As a mom, my heart felt ripped up. Ripped up and horrified, even just trying to imagine what the girls were going through in the hands of their captors. Ripped up and horrified, imagining being the mother of a girl, just an exam or two away from graduation, just like my own daughter. But whose daughter had vanished in the night and was likely being assaulted, mistreated, scared, cold, hungry. Living day and night with the mental anguish of imagining what sort of hell her daughter is living in.
I felt pretty frustrated, and wishing there was something that I could do. Some way of letting the moms know that I was hurting for them. Or a way for my daughters to know what incredible freedom and oppurtunity they have the privilege of taking for granted in their country, in their family, their neighborhood. The very least I could do was to show up at the Legislative grounds in red, sing along with the Nigerians- Bring back our girls!, march around a little bit, feel some soliarity, wish for a better world.
I ran into fellow blogger Heather Plett at that rally. She was there with her own daughter, wishing for the same things. Some time later, Heather sent an e-mail to women on her contact list. Part of her message read as follows:
"I may not have the power to #bringbackourgirls, but I have the power to #educatemoregirls.
That may be the best response to the tragedy in Nigeria. Keep educating girls. Keep telling the terrorists they can't win. Keep believing that love wins.
Here's what I'm doing… I'm helping to build a school in Uganda - a place that's known the kind of terror that these young women have gone through.

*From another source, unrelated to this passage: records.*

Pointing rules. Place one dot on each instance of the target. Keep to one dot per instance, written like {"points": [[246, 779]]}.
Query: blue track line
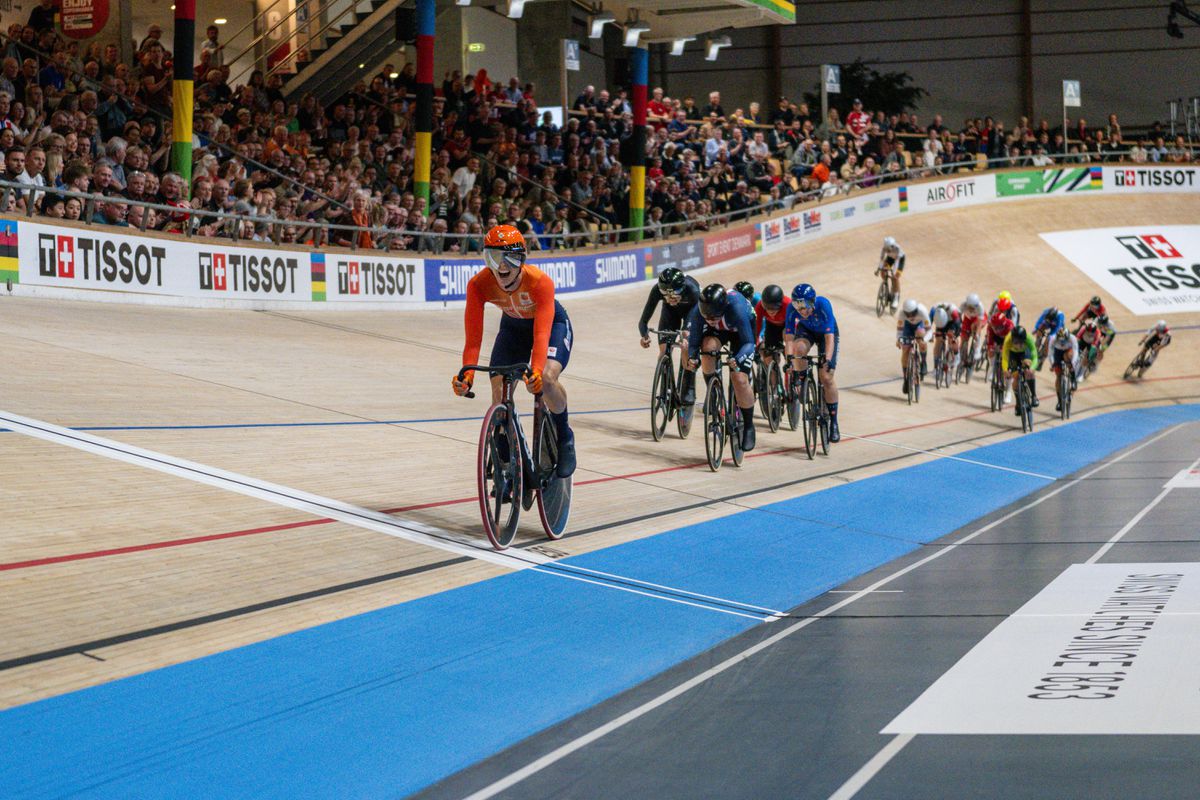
{"points": [[385, 703]]}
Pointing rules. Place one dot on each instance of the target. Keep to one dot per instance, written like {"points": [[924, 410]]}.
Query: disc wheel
{"points": [[553, 492], [661, 395], [714, 423], [810, 417], [775, 397], [499, 476]]}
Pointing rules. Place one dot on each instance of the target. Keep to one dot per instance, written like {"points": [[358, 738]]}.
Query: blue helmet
{"points": [[804, 295]]}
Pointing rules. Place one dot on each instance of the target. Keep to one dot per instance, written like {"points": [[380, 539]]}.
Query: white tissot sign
{"points": [[1104, 649], [1150, 269]]}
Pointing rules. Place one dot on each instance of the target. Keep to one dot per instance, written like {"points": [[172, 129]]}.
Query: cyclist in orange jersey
{"points": [[534, 329]]}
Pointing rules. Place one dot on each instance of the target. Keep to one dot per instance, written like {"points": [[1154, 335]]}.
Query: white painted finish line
{"points": [[1104, 649]]}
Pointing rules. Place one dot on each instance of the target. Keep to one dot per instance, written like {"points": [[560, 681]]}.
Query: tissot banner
{"points": [[1152, 270]]}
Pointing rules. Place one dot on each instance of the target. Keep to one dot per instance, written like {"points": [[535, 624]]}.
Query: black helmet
{"points": [[672, 280], [772, 296], [713, 301]]}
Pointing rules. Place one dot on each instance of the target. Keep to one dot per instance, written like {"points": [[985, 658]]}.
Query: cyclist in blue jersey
{"points": [[724, 317], [810, 322]]}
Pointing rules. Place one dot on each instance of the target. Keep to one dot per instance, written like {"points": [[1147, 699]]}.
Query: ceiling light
{"points": [[678, 44], [714, 47], [598, 23], [634, 31]]}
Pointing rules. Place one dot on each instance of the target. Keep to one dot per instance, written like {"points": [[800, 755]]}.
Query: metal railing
{"points": [[388, 239]]}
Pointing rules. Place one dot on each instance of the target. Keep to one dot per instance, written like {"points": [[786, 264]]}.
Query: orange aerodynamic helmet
{"points": [[504, 253]]}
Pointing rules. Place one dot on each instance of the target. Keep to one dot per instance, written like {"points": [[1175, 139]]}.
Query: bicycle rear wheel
{"points": [[736, 425], [810, 416], [684, 413], [553, 493], [774, 397], [793, 402], [499, 475], [714, 423], [661, 396]]}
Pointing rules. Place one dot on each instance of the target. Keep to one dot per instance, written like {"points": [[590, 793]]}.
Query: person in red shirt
{"points": [[534, 328], [858, 120]]}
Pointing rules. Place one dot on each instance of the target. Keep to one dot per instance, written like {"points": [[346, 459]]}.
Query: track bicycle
{"points": [[912, 368], [509, 474], [1140, 364], [883, 298], [1024, 396], [774, 394], [666, 391], [815, 410], [997, 384], [723, 417]]}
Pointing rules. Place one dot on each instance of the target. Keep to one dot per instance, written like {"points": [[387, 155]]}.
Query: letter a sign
{"points": [[1071, 94]]}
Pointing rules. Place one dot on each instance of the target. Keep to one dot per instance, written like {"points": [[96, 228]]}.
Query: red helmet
{"points": [[504, 253]]}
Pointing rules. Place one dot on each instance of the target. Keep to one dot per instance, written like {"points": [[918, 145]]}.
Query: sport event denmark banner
{"points": [[1150, 269]]}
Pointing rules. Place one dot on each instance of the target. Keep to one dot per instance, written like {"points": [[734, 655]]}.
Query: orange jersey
{"points": [[533, 299]]}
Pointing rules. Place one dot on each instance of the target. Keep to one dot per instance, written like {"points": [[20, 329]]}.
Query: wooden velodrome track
{"points": [[109, 570]]}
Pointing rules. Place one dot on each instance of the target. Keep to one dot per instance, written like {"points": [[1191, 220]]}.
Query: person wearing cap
{"points": [[857, 121]]}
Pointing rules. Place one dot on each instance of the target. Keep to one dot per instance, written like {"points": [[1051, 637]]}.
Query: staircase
{"points": [[352, 49]]}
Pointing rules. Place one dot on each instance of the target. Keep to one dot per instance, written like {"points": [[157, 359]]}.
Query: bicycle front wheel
{"points": [[714, 423], [499, 476], [736, 425], [810, 416], [661, 392]]}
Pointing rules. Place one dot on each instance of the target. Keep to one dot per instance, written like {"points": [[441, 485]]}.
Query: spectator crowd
{"points": [[79, 119]]}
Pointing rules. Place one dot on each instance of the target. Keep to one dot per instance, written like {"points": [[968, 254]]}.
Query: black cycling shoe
{"points": [[565, 458], [748, 438]]}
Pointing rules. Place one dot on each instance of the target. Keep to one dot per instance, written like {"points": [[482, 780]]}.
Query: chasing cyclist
{"points": [[975, 320], [679, 294], [892, 264], [1047, 326], [1021, 353], [1063, 355], [724, 317], [947, 330], [1091, 311], [810, 320], [911, 329], [534, 329]]}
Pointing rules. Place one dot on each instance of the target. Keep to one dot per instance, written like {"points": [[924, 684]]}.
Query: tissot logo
{"points": [[1147, 246], [1155, 176]]}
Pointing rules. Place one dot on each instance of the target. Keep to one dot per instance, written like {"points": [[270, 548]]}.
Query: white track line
{"points": [[352, 515], [413, 531], [931, 452], [565, 750], [1129, 525], [869, 770]]}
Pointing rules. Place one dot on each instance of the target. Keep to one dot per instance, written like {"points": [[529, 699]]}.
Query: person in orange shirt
{"points": [[534, 328]]}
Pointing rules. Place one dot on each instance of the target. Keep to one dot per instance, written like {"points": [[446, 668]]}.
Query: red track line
{"points": [[268, 529]]}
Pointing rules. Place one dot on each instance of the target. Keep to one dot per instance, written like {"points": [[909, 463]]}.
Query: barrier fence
{"points": [[48, 257]]}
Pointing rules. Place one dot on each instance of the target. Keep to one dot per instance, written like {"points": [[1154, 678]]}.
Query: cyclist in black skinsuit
{"points": [[679, 294]]}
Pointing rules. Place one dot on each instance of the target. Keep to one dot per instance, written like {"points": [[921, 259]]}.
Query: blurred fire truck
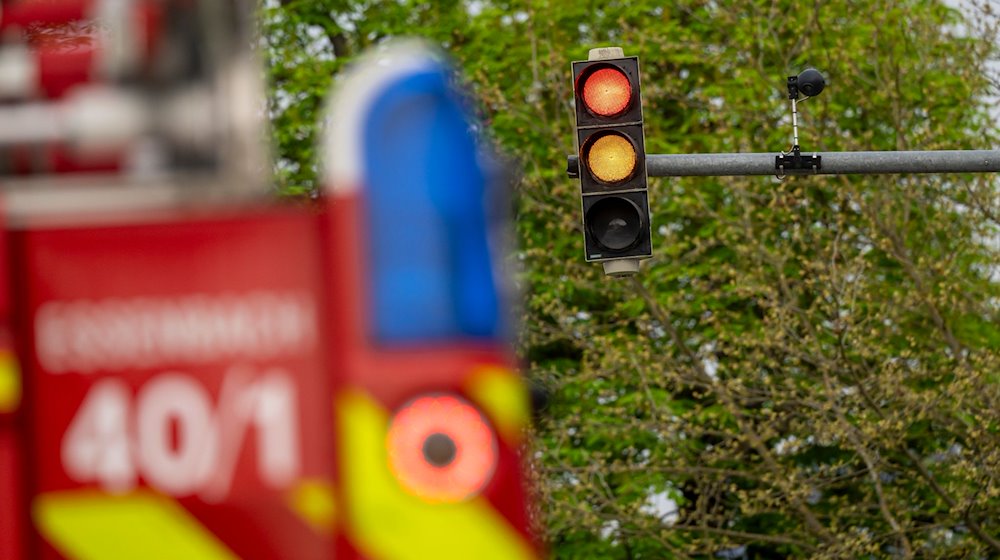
{"points": [[189, 369]]}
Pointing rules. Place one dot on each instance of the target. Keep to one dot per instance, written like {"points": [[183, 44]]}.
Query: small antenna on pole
{"points": [[809, 83]]}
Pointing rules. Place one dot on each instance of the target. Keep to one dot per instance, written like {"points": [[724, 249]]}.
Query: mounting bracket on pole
{"points": [[795, 161]]}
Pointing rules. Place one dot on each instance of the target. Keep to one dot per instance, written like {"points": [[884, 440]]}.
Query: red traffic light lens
{"points": [[606, 92], [441, 448]]}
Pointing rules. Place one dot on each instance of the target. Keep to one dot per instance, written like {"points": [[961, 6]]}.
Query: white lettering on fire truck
{"points": [[179, 439], [85, 336]]}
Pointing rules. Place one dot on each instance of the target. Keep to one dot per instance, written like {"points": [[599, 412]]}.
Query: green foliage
{"points": [[807, 367]]}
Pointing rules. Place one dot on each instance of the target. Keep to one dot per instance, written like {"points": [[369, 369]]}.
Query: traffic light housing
{"points": [[612, 160]]}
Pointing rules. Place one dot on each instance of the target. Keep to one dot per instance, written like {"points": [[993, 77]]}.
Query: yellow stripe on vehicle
{"points": [[502, 395], [313, 501], [387, 523], [10, 382], [90, 525]]}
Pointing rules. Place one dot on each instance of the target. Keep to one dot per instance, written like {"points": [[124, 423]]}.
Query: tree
{"points": [[806, 368]]}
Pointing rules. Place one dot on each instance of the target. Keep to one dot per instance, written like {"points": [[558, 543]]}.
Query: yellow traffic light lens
{"points": [[611, 158], [607, 92]]}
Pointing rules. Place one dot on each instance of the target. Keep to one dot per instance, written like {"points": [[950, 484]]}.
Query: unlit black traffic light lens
{"points": [[615, 223]]}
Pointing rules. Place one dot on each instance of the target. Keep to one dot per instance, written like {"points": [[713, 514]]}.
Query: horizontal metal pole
{"points": [[833, 163]]}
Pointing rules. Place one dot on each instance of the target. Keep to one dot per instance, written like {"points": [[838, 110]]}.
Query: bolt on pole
{"points": [[834, 163]]}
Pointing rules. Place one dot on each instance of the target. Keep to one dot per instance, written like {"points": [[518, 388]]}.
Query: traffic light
{"points": [[612, 161]]}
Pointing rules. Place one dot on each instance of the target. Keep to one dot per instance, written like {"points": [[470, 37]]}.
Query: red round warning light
{"points": [[606, 92], [441, 448]]}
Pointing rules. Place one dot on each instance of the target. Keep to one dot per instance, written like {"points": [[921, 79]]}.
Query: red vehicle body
{"points": [[188, 377]]}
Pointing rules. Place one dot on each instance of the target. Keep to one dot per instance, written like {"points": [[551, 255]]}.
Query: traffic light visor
{"points": [[441, 448], [606, 92], [610, 157], [615, 223]]}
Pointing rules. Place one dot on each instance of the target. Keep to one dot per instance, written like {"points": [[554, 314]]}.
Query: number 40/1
{"points": [[172, 436]]}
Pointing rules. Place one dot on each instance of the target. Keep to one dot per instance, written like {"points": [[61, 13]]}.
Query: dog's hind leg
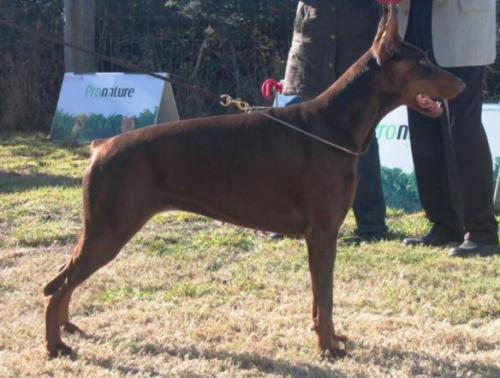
{"points": [[95, 249], [88, 258], [321, 247]]}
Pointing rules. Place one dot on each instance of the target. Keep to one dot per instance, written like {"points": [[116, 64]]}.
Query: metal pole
{"points": [[496, 198]]}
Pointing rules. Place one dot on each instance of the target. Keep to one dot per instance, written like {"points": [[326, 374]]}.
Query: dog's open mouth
{"points": [[429, 105]]}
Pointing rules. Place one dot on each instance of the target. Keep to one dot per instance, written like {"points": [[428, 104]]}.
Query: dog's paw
{"points": [[59, 349], [71, 328], [333, 354]]}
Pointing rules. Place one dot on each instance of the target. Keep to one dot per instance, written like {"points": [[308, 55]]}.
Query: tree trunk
{"points": [[497, 193], [79, 29]]}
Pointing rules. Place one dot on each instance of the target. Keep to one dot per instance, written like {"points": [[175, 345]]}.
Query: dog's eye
{"points": [[423, 61]]}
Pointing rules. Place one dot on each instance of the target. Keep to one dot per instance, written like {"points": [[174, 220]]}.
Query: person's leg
{"points": [[432, 181], [427, 144], [474, 163], [369, 203]]}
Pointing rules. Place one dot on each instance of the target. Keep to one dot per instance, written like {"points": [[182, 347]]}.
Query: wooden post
{"points": [[79, 29], [497, 193]]}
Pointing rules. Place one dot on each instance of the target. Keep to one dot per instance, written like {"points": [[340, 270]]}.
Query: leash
{"points": [[225, 100], [245, 107], [313, 136], [171, 78]]}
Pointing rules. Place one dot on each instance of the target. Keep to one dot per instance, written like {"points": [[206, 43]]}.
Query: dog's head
{"points": [[420, 84]]}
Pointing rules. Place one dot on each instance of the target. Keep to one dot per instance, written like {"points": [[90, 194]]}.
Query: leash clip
{"points": [[227, 101]]}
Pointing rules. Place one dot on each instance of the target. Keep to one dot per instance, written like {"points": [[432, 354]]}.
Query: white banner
{"points": [[101, 105]]}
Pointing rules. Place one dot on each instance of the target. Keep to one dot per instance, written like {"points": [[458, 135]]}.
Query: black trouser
{"points": [[369, 204], [468, 138]]}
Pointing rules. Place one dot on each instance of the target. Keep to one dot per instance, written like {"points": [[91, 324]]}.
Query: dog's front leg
{"points": [[321, 247]]}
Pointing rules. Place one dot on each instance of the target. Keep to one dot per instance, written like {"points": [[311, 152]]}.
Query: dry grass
{"points": [[190, 297]]}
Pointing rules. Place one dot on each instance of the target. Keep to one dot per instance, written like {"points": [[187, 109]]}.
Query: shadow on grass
{"points": [[14, 182], [246, 361], [38, 145], [425, 364]]}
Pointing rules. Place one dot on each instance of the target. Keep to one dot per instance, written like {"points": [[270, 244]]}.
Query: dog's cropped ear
{"points": [[387, 41]]}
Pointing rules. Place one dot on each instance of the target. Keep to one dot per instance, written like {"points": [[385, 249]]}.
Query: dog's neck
{"points": [[357, 101]]}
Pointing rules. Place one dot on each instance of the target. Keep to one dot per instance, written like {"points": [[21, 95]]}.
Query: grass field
{"points": [[191, 297]]}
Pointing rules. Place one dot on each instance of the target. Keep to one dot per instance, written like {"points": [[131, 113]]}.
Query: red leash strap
{"points": [[269, 87], [388, 2]]}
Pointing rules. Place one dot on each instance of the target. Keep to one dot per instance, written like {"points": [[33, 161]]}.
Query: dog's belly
{"points": [[248, 198]]}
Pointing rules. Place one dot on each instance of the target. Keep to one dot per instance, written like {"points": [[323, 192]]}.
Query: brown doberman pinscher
{"points": [[252, 171]]}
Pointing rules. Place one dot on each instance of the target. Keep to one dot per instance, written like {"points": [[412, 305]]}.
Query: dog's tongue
{"points": [[429, 104]]}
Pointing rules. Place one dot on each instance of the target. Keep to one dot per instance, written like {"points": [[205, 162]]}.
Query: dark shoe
{"points": [[433, 238], [275, 236], [471, 248], [370, 237]]}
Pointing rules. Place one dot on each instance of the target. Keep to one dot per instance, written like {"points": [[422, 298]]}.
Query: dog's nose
{"points": [[460, 85]]}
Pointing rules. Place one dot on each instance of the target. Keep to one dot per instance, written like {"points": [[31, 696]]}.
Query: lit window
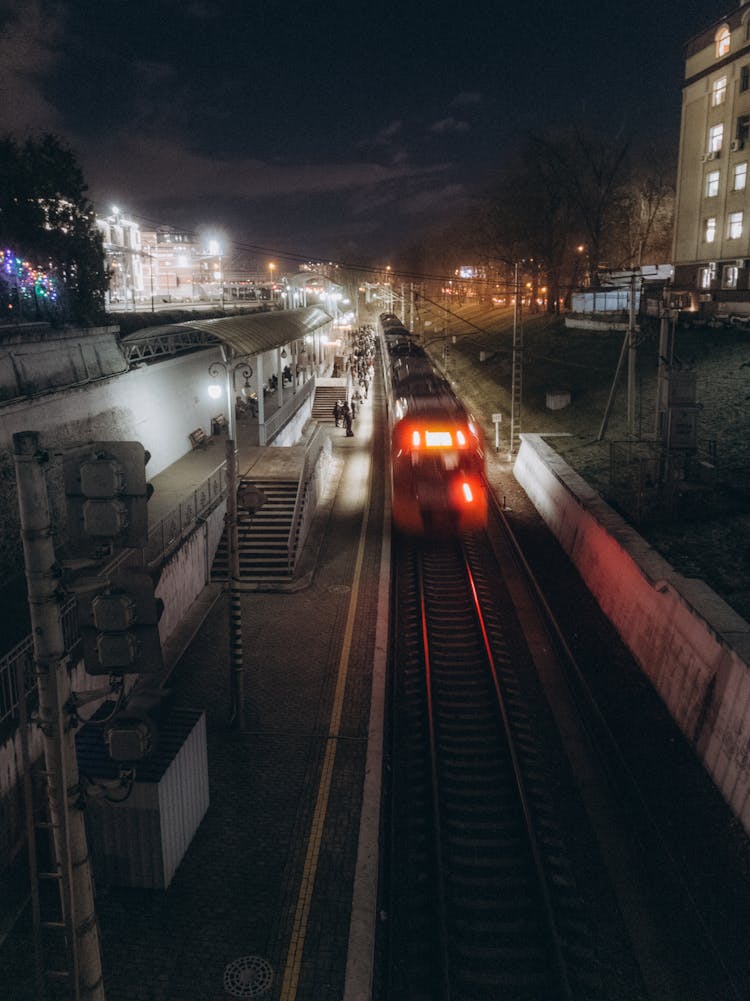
{"points": [[729, 276], [722, 41], [734, 225], [706, 275]]}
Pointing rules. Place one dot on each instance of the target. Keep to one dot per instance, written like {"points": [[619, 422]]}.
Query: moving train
{"points": [[437, 448]]}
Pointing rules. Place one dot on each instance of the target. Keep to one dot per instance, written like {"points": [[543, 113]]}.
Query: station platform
{"points": [[275, 896]]}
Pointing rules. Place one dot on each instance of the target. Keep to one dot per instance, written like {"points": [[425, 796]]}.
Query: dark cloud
{"points": [[312, 124], [449, 124]]}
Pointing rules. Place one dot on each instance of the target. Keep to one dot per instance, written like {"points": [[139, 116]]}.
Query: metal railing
{"points": [[297, 529], [163, 539], [287, 409]]}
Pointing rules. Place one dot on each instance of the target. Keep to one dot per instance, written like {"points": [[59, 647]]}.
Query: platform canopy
{"points": [[245, 333]]}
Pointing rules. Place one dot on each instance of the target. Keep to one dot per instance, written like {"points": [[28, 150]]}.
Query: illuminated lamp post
{"points": [[236, 675], [271, 268]]}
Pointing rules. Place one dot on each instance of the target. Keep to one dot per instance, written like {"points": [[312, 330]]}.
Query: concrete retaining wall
{"points": [[694, 648]]}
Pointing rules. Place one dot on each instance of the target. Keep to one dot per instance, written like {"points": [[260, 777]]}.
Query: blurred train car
{"points": [[437, 449]]}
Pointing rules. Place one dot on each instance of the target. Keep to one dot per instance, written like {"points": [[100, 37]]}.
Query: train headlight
{"points": [[466, 489]]}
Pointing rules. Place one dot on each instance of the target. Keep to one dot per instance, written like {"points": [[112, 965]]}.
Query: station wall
{"points": [[691, 645]]}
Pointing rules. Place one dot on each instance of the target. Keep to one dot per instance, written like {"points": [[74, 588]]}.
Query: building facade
{"points": [[711, 250]]}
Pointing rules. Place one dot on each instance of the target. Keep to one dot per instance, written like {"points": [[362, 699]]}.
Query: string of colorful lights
{"points": [[22, 281]]}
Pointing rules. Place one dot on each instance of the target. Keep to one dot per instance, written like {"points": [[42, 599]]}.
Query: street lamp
{"points": [[216, 370]]}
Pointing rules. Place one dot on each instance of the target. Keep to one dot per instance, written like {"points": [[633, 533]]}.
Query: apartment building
{"points": [[711, 250]]}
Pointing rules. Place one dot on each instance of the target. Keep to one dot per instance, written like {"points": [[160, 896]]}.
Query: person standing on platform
{"points": [[347, 419]]}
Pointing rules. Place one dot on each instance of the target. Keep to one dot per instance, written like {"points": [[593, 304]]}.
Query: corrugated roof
{"points": [[256, 332], [247, 333]]}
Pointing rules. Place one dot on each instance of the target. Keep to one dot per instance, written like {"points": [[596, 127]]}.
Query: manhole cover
{"points": [[248, 977]]}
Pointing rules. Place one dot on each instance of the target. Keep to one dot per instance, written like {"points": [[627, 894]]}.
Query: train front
{"points": [[438, 474]]}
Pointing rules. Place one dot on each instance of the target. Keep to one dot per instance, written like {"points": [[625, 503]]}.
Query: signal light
{"points": [[106, 494], [118, 620]]}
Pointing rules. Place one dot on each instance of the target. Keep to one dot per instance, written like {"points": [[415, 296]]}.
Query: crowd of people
{"points": [[360, 372]]}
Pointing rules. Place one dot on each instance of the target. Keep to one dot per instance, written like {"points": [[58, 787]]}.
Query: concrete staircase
{"points": [[322, 403], [263, 536]]}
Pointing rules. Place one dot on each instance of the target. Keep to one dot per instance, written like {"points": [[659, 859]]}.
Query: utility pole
{"points": [[518, 371], [57, 722], [632, 360]]}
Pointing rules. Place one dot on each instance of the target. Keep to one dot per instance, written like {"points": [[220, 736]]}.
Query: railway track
{"points": [[482, 901]]}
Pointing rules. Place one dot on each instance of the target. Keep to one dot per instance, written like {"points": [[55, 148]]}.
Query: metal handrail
{"points": [[314, 448], [287, 409]]}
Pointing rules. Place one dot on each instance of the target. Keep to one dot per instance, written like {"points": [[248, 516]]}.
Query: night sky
{"points": [[328, 129]]}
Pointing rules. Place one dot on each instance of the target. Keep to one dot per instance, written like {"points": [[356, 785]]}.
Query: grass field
{"points": [[711, 541]]}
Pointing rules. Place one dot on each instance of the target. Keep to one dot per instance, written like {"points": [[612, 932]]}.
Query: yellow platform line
{"points": [[290, 979]]}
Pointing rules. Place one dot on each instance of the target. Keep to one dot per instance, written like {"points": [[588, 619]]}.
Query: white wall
{"points": [[158, 404]]}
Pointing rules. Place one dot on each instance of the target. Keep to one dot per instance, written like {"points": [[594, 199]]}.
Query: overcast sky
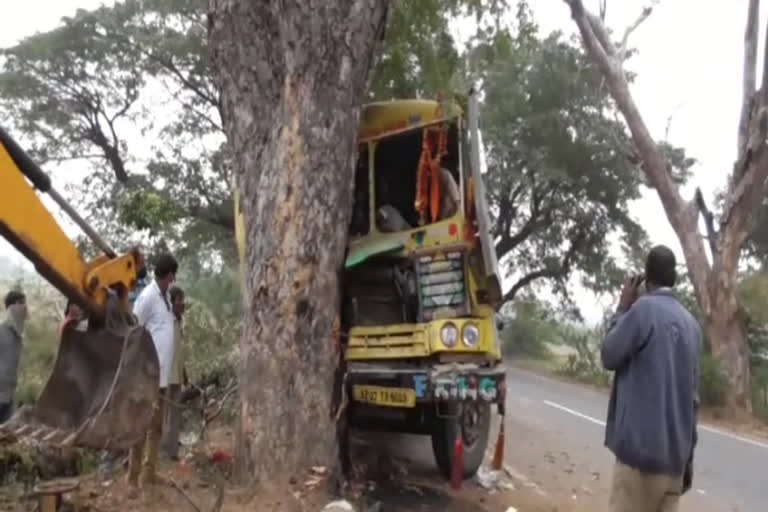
{"points": [[689, 67]]}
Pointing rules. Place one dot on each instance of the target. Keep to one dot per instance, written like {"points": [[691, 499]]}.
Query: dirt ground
{"points": [[194, 484]]}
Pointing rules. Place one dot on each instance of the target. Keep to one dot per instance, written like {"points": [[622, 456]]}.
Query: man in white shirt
{"points": [[153, 311]]}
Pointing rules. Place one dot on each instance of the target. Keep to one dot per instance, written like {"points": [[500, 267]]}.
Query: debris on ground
{"points": [[339, 506], [493, 481]]}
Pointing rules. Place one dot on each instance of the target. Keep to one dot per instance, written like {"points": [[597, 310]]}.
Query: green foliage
{"points": [[212, 322], [712, 383], [585, 364], [560, 174], [529, 330]]}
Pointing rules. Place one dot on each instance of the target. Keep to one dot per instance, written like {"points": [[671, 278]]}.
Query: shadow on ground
{"points": [[400, 497]]}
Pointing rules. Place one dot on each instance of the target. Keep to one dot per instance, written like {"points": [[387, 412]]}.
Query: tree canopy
{"points": [[128, 90]]}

And I have to agree, that this is an excellent response. I like the response of LOVE WINNING. I want to put my money where my mouth is. Bleeding heart and anxiety are fine and good, but unless someone cares a whole lot, not a whole lot is really going to happen.
My bags4darfur project has been "on furlough" this year, in hopes of rekindling some energy, some passion, some clarity of vision. But still, it has generated a little bit of revenue. People show up, look through my stock, walk away with a bag or two and leave some money that I then donate to a worthy cause. In light of the missing 274 Nigerian school girls, I am putting my $350.oo towards educating some more girls through an organization called Uganda Kitgum School Foundation. I'd do it for my daughters, and I'd like to think I'd do it for yours.
Would you consider helping to build a school in Northern Uganda? It doesn't have to be a lot. It's just a way of saying- we're in this together, and love wins.
It's a way of continuing the chant- Bring back our girls!